Fruit trees improve land and productivity

increasing yield on a mixed farm

Resource explained

This case study outlines Devonshire farmer Martyn Bragg’s experience of incorporating alley cropping systems in to his 170-hectare organic mixed farm.

Martyn was keen to increase the shelter on his land in a way that made long-term commercial sense and considered incorporating fruit trees to maximise productivity above and below ground. He explains how integrating trees has complemented the sustainable production of vegetable crops, increasing vegetable yields and providing additional commercial crops.

The case study shares some lessons learned from his first planting scheme that were rectified in the second alley-cropping system he implemented. He now operates a silvo-vegetable system with apple, pear, mulberry, hazel and alder trees providing fruit and nuts, and willow providing coppice for biomass fuel.

It explains the environmental and commercial ways in which Martyn’s farm has benefited from incorporating the trees, including being able to harvest vegetables sooner, improved crop water efficiency and product diversification.

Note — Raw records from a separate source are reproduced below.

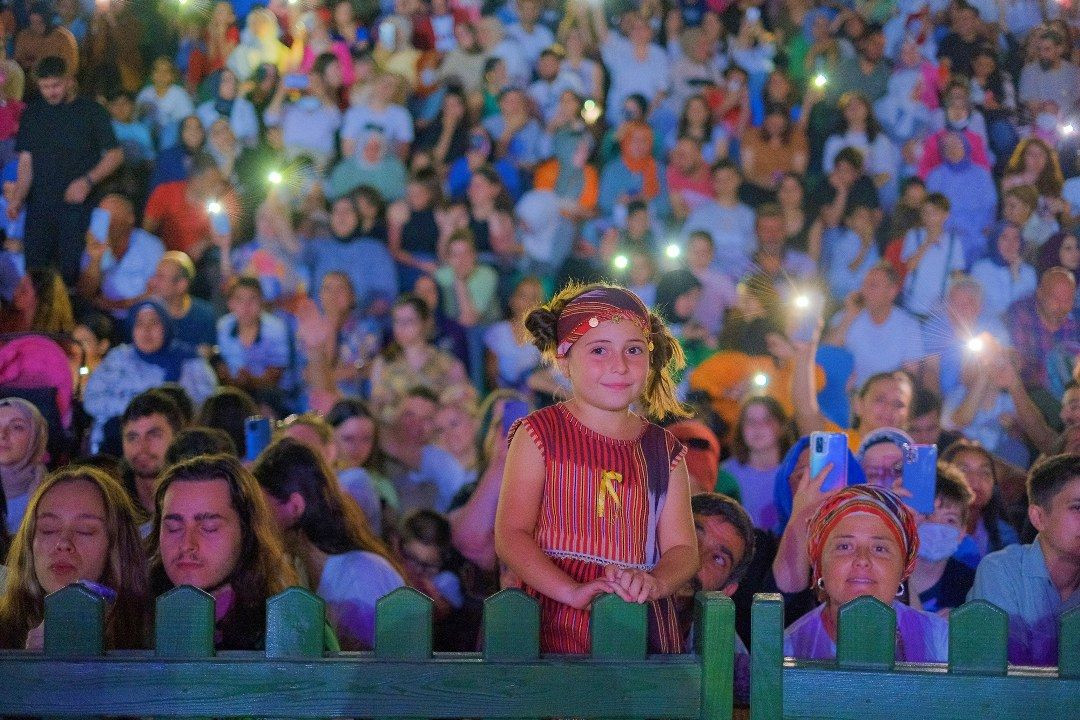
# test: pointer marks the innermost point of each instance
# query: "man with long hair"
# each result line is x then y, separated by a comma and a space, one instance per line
214, 531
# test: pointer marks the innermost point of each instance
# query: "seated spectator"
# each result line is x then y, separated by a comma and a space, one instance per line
775, 148
1037, 324
253, 344
1035, 163
1035, 583
79, 526
374, 165
381, 113
1020, 207
931, 254
147, 428
133, 135
1003, 274
227, 103
729, 221
175, 162
726, 543
227, 409
178, 212
970, 190
988, 528
359, 459
153, 356
214, 530
366, 262
412, 360
310, 123
940, 582
880, 336
717, 289
689, 184
194, 442
512, 360
763, 435
633, 175
164, 104
1049, 83
343, 561
22, 457
851, 250
864, 541
948, 330
468, 288
860, 130
117, 269
696, 124
428, 557
192, 318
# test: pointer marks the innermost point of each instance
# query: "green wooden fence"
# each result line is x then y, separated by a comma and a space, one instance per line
402, 678
866, 683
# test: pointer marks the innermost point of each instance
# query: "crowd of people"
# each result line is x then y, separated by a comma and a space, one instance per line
358, 219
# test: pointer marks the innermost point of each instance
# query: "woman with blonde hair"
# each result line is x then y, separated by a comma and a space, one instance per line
80, 527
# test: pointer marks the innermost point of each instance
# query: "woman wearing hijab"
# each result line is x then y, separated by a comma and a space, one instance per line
152, 357
634, 175
23, 436
1004, 276
864, 541
971, 192
226, 102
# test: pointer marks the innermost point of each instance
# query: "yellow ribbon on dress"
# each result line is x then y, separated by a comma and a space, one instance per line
608, 478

Findings & recommendations

  • Integrating fruit trees and/or trees for wood fuel in to existing cropping systems can provide additional market products.
  • Short-term costs are soon offset by long-term benefits.
  • A longer-term commitment can fully realise the benefits of integrating cropping trees into farming systems.
  • Trees offer a viable solution to increasing shelter for crops. They reduce wind speeds, help to warm the soil, bring on early crops, and reduce the effects of drought.
  • Coppice can be used on site as a biomass fuel, reducing energy costs.
  • The deep root structure and leaf litter produced from trees can help improve soil structure and reduce the risk of erosion.
  • Tree understories can attract pollinators and support integrated pest management through providing habitats for beneficial insects.
  • When planting tree alleys, it is important to make sure that they are wide enough for machinery to navigate and will not cause excess shading of crops.
  • Martyn took advantage of Woodland Trust funding and has since worked with them to refine planting designs on his land for maximum benefits, hoping that it will provide other farmers with valuable information.